After weeks of good eating and interviewing, he got two job offers. As fate would have it, the one he accepted fell through. Rather than leaving him discouraged, he decided to build what he enjoyed on his travels — a friendly, unpretentious neighborhood place where one can experience the pleasure of drinking fine wine and beer.

In 2010, with little experience in the culinary industry, Lubin opened The Blind Monk Wine Bar & Tapas in his Florida hometown. Initially, he focused completely on the beverage program, hiring a sommelier and a cicerone on staff. When he was ready to open the kitchen, he hired a chef consultant. Almost instantly he realized he wanted those skills himself.

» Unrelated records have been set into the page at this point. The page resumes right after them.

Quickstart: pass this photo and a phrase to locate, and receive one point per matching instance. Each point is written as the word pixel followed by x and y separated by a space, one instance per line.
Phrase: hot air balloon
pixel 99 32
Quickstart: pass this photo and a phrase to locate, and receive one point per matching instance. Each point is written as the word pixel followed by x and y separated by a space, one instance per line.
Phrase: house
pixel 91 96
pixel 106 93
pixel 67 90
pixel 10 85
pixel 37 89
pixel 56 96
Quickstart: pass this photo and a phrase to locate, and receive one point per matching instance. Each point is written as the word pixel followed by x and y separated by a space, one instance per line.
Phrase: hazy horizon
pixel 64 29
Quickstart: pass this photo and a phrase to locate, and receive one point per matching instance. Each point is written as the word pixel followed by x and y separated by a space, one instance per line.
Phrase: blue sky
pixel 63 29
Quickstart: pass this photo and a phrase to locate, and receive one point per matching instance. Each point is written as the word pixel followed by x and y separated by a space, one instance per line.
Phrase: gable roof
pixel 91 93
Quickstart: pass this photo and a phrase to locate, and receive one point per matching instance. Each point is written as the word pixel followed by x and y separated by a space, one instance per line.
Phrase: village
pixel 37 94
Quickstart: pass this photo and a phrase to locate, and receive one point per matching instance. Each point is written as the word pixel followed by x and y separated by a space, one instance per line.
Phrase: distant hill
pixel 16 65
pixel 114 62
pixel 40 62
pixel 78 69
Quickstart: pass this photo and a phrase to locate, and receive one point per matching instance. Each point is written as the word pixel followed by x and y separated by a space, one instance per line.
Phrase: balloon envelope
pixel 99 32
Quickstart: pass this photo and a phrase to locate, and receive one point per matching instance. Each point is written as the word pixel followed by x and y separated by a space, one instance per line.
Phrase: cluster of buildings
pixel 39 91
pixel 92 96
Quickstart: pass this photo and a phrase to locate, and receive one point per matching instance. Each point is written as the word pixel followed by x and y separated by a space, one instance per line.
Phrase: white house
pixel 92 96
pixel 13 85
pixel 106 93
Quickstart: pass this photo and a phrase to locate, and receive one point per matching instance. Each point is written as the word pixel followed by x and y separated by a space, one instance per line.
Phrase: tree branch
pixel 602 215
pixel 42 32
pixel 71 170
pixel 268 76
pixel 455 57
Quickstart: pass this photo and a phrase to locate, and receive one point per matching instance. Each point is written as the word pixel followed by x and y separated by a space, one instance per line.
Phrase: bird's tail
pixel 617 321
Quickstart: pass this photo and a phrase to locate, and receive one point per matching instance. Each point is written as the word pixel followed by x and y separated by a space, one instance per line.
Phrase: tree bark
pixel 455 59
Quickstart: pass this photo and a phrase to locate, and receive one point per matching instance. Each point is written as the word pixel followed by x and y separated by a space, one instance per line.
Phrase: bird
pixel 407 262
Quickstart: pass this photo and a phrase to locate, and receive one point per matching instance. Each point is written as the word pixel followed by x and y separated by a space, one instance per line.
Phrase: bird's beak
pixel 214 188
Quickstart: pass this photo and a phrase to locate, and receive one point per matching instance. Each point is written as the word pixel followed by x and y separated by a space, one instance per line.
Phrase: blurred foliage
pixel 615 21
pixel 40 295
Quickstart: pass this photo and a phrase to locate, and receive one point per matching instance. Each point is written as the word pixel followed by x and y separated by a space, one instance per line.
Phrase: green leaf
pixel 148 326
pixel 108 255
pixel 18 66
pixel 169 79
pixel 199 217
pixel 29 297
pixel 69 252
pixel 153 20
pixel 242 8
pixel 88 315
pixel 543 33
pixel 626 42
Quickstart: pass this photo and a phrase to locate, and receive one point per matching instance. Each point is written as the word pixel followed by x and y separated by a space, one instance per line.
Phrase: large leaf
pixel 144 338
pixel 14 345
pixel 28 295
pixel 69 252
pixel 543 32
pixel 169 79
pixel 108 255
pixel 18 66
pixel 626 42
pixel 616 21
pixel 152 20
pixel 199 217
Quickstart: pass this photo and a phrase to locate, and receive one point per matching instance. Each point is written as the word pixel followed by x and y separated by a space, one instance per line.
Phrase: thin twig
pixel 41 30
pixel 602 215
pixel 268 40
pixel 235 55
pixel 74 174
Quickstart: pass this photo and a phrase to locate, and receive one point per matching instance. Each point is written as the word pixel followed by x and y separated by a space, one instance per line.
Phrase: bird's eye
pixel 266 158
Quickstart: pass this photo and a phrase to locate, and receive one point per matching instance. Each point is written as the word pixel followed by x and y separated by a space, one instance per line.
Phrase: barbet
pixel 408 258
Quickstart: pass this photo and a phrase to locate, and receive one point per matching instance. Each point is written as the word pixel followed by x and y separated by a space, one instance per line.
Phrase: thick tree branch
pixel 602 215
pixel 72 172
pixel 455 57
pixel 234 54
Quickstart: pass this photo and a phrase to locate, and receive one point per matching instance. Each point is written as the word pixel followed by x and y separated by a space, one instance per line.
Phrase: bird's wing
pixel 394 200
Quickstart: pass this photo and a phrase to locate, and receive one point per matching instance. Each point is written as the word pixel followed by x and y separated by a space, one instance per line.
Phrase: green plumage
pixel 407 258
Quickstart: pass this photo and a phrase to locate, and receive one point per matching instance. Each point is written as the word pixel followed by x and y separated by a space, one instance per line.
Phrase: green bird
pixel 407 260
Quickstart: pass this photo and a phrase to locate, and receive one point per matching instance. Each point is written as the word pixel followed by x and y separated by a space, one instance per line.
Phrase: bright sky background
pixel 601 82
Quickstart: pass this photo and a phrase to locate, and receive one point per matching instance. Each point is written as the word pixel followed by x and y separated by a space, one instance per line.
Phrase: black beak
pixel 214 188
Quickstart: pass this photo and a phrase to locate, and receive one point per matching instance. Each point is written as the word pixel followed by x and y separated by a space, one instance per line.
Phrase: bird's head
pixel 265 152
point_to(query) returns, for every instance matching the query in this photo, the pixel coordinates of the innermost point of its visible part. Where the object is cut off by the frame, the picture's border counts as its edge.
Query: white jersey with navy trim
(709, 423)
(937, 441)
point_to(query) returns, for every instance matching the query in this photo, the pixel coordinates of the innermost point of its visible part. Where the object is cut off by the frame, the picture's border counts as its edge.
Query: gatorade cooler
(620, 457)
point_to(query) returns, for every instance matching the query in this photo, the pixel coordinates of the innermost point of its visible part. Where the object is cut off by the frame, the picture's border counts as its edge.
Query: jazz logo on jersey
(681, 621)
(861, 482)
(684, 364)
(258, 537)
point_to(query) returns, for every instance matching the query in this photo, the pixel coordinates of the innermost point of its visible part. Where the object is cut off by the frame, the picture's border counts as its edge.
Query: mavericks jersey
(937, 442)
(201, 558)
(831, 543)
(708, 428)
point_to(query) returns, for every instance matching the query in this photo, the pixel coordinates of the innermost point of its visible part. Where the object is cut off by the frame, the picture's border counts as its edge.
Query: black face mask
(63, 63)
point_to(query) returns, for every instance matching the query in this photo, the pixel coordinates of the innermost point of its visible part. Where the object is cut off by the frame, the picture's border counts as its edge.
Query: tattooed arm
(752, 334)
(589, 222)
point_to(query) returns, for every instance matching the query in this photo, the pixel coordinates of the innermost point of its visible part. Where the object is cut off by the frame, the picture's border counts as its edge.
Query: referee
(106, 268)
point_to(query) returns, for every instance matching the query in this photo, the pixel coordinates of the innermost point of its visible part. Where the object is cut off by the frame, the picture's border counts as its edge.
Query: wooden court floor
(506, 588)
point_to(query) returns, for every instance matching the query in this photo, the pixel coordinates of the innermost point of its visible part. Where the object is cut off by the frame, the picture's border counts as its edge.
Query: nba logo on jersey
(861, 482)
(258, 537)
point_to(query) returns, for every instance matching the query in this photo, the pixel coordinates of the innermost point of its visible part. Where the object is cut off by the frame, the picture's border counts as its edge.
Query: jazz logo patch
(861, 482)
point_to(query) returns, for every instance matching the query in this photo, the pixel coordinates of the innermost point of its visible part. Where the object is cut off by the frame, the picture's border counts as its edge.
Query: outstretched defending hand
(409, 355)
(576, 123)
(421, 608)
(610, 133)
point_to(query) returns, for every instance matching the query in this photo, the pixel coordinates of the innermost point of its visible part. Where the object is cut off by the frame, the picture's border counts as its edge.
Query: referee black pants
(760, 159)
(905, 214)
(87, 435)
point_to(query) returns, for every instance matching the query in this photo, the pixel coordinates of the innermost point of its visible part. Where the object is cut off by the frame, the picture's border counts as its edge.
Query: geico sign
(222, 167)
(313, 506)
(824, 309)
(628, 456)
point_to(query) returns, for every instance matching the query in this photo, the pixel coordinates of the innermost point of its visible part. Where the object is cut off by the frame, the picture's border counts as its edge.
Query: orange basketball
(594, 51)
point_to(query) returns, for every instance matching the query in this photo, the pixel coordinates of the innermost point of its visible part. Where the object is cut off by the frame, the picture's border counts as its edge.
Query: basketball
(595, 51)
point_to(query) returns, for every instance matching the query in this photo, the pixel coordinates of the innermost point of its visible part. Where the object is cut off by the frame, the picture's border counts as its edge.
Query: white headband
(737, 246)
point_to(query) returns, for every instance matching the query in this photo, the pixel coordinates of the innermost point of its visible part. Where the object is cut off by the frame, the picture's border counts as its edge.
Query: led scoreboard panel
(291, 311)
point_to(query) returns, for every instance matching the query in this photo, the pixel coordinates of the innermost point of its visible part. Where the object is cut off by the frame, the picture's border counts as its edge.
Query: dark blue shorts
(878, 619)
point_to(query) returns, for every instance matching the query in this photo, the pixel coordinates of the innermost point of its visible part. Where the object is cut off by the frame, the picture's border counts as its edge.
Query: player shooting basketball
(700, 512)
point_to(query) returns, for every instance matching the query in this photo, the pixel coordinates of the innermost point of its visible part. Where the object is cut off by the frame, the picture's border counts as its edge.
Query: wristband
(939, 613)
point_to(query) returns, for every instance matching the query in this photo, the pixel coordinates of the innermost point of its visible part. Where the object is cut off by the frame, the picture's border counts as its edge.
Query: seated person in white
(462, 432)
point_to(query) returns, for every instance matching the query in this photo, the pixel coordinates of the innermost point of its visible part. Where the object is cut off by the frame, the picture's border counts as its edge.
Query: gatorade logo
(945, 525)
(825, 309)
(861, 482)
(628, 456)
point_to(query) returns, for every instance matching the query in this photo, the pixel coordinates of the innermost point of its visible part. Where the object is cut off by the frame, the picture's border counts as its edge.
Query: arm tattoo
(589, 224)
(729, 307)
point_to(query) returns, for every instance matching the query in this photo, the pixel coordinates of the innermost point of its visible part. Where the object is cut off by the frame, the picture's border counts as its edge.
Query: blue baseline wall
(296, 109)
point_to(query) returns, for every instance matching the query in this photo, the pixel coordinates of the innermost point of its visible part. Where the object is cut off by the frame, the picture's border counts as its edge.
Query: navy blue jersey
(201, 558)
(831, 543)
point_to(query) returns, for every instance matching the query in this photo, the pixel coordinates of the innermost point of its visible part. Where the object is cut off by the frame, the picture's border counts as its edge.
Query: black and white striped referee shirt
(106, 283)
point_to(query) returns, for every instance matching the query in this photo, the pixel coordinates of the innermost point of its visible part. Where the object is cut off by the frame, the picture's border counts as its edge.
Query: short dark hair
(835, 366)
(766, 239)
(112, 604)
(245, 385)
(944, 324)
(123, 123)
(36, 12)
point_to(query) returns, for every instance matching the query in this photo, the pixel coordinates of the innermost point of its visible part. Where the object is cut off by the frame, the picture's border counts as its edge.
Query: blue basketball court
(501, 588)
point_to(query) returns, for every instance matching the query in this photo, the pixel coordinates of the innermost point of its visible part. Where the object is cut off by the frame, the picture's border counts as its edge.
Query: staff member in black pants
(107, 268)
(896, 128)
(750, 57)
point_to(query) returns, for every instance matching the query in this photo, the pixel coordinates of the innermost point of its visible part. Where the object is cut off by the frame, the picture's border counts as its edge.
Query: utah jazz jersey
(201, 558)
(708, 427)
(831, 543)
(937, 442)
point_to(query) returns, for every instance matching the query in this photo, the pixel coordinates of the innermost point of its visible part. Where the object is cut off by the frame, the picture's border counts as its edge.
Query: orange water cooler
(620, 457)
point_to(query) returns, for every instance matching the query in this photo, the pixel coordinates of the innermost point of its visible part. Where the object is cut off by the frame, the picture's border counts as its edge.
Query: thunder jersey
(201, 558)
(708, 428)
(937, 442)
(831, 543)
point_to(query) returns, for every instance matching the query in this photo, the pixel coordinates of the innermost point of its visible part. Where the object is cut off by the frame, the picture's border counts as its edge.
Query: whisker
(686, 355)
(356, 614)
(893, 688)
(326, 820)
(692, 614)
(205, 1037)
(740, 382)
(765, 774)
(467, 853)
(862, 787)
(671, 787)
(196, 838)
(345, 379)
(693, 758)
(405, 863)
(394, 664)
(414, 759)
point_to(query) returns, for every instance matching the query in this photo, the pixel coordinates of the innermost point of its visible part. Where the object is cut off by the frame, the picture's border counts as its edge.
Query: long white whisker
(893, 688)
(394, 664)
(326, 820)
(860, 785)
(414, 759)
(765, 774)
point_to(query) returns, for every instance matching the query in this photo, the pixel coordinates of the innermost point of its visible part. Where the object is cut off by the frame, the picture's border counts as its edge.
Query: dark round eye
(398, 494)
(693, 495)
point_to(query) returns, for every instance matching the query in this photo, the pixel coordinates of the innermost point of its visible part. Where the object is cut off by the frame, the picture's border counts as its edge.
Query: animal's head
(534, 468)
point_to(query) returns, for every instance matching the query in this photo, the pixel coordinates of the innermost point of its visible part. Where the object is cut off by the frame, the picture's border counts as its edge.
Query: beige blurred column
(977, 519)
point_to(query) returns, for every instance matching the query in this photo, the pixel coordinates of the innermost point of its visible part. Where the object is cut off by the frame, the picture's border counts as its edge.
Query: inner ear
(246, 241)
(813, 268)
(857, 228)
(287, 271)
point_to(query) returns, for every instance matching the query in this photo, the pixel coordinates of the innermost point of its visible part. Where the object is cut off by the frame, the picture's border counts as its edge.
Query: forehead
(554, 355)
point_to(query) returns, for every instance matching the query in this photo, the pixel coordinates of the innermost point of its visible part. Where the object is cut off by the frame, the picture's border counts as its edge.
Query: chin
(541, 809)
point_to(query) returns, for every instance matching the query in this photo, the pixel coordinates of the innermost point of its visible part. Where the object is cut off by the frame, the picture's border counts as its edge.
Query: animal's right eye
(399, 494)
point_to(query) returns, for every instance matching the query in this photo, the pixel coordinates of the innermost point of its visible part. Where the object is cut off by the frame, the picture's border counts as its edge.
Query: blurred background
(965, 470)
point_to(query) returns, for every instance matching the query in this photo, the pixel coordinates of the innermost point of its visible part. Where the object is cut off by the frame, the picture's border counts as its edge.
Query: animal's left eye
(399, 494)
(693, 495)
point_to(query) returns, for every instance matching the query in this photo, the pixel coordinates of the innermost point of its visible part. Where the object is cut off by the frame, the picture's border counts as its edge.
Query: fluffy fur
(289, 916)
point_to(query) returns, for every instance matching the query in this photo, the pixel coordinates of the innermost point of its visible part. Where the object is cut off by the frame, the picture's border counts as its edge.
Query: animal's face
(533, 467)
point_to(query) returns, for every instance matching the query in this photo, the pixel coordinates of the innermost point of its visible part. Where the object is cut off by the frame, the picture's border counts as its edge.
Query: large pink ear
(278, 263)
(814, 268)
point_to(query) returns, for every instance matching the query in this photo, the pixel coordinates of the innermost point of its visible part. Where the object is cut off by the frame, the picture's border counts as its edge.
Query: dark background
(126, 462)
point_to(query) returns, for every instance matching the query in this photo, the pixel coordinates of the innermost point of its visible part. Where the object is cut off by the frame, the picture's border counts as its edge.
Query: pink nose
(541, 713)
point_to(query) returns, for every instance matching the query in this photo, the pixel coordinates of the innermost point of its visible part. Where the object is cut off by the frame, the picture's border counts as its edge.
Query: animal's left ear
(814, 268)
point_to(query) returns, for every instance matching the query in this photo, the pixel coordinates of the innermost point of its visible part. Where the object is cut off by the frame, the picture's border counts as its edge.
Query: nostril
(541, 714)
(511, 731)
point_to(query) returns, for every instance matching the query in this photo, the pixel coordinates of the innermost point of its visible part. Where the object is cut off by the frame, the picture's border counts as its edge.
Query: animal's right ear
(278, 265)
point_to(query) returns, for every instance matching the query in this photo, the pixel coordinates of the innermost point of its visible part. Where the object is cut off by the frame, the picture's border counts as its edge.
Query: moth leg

“At first, I wanted to stay close, but when I started investigating local options I saw the price of ICC was about the same so I decided I might as well go with the best. Also, the six-month program was key,” referring to the school’s reputation for excellent fast-track (almost boot-camp-like training).

After completing the Professional Culinary Arts program in 2013, Lubin made significant improvements in both the menu and physical space which led them to receive the Wine Spectator Award of Excellence and also be named Best Place for Great Value. Relying once more on his staff to cover, Lubin completed ICC’s Intensive Sommelier Training program and earned his Certified Sommelier accreditation in 2013.